Tuan harus mengajari anak-anak Tuan kalau tanah di bawah telapak kaki mereka adalah abu dari kakek-kakek Tuan. Agar mereka menghargai tanah, ceritakanlah kepada mereka kalau bumi ini kaya dengan kehidupan. Ajarkanlah kepada anak-anak Tuan seperti kami mengajarkan kepada anak-anak kami, bahwa bumi adalah ibu kita. Apa yang terjadi pada bumi akan terjadi pada anak-anak kami. Jika orang meludahi tanah maka ia meludahi dirinya sendiri.

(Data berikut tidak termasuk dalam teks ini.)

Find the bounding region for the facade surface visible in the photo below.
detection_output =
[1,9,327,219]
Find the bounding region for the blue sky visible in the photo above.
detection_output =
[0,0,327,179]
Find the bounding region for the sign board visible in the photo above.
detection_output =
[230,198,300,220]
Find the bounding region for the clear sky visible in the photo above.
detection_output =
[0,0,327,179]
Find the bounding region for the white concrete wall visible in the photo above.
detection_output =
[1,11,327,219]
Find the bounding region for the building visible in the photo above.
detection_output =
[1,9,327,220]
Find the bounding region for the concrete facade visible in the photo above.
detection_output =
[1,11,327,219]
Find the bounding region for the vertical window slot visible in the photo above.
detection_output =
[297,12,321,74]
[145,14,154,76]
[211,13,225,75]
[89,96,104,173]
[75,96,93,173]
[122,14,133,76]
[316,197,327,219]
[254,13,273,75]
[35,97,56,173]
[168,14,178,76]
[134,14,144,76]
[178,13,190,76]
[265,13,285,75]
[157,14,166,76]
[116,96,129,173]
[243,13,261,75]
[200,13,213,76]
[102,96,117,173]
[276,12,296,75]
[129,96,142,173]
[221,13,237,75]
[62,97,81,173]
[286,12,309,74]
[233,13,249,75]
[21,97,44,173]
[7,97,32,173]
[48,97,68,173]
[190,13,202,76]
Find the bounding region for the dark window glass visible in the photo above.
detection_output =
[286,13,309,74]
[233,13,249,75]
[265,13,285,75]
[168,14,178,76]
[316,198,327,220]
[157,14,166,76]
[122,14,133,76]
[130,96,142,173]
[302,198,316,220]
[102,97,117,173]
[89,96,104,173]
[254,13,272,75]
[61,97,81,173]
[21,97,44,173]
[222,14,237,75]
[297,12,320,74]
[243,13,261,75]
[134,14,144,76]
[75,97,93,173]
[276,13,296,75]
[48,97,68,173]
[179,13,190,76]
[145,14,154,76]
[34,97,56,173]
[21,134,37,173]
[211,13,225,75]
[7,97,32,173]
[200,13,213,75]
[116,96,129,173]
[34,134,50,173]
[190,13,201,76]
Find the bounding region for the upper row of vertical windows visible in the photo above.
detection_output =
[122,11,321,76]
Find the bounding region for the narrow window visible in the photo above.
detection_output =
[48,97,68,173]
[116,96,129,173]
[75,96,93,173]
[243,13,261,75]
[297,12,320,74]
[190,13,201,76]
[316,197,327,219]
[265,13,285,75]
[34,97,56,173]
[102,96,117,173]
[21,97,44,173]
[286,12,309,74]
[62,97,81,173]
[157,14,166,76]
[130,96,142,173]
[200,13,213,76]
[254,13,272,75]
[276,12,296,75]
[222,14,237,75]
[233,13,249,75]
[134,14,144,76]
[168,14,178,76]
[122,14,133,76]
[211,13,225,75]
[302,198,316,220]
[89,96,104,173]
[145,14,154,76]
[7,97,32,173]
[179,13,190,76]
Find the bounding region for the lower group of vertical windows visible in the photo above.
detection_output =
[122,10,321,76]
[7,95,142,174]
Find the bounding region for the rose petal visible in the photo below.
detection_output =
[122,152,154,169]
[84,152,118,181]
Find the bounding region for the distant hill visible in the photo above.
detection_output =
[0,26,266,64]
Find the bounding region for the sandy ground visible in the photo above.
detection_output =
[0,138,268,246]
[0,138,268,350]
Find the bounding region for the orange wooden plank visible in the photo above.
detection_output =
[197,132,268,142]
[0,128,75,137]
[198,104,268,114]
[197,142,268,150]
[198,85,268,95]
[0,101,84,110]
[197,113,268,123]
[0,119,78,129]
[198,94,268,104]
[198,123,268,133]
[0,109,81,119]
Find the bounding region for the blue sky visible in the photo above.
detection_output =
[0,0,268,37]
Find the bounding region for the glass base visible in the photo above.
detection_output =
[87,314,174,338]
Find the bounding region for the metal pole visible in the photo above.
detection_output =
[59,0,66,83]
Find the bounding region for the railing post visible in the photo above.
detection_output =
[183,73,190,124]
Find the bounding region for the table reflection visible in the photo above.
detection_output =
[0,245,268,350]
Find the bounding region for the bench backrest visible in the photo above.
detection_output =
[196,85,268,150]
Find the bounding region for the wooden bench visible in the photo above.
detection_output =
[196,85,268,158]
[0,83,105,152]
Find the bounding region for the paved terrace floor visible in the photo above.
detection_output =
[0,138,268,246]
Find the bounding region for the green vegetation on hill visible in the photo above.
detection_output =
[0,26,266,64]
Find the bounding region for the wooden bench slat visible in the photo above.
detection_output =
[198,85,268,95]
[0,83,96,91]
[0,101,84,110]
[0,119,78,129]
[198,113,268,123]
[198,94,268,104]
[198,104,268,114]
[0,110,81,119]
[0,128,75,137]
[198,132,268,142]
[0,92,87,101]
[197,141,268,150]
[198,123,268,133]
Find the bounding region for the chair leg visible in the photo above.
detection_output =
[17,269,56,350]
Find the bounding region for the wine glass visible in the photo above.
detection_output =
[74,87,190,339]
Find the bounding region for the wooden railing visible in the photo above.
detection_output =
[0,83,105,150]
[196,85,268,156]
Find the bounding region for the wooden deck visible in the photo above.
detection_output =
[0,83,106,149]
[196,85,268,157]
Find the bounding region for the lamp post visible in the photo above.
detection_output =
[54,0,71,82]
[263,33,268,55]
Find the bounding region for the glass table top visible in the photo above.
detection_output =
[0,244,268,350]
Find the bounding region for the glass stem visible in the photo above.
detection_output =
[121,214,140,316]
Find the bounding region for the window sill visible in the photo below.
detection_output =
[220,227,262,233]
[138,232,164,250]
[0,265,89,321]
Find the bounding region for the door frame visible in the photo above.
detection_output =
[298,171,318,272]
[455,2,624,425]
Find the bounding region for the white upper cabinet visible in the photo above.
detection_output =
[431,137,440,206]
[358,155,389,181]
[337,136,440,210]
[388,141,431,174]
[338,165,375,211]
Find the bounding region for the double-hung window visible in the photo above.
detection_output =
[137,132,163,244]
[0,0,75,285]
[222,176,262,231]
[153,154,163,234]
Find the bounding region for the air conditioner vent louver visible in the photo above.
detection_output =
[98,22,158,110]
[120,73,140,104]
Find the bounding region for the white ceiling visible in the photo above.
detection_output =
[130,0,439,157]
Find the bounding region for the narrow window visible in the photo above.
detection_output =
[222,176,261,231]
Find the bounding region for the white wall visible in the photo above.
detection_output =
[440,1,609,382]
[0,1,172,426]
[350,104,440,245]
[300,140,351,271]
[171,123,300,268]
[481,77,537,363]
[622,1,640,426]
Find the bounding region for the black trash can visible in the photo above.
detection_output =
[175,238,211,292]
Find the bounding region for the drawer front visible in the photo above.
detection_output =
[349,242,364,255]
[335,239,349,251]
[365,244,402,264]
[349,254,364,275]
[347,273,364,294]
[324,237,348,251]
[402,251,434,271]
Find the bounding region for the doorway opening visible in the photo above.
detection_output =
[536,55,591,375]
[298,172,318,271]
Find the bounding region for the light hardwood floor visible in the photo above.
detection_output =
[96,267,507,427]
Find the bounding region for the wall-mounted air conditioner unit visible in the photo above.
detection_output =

Yang kami ketahui bumi tidak dimiliki orang. Oranglah yang dimiliki bumi. Kami tahu, semua hal saling bertalian. Seperti darah yang menyatukan keluarga. Apa yang terjadi dengan bumi akan terjadi pada anak-anak kami. Manusia tidak merajut jaring-jaring kehidupan. Ia hanyalah bagian kecil dari padanya. Apa yang ia perbuat terhadap jaring kehidupan adalah tindakan yang dilakukan terhadap dirinya sendiri. Bahkan orang kulit putih, yang Tuhannya berjalan dan berbicara dengannya seperti teman kepada teman tidak dapat dikecualikan dari nasib bersama. Kita semua akhirnya bersaudara. Kita akan melihatnya. Satu hal yang kita ketahui, yang pada suatu hari akan disadari pula oleh orang kulit putih, Tuhan kita adalah Tuhan yang sama.

Sekarang Tuan boleh berpendapat bahwa Tuan memiliki Dia, sebagaimana Tuan ingin memiliki tanah kami. Tetapi tidak mungkin Tuan memiliki Dia sendiri. Dia adalah Tuhan dari semua manusia, yang perhatiannya sama besar baik kepada orang kulit merah maupun orang kulit putih. Bumi ini amat berharga bagi Dia. Merusak bumi akan membangkitkan balas dendam Sang Pencipta. Orang kulit putih juga akan lenyap, mungkin lebih cepat dari suku-suku lainnya. Kotorilah ranjang Tuan, maka pada suatu malam Tuan akan tercekik oleh kotoran Tuan sendiri.

Pada saat Tuan mati, Tuan akan besinar terang, dibekali kekuatan Tuhan yang membawa Tuan ke Tanah ini, untuk tujuan istimewa memberi Tuan kekuasaan atas tanah ini dan atas orang kulit merah. 

Takdir adalah suatu misteri bagi kami, karena kami tidak tahu kapan semua kerbau habis disembelih, kuda liar dijinakkan, sudut-sudut rahasia hutan dipenuhi bau orang banyak, dan bukit-bukit dipenuhi kabel-kabel berbicara.

Dimanakah semak belukar? Hilang. Di manakah elang? Lenyap. Di sinilah kehidupan berakhir. Dan kehidupan baru pun dimulai! []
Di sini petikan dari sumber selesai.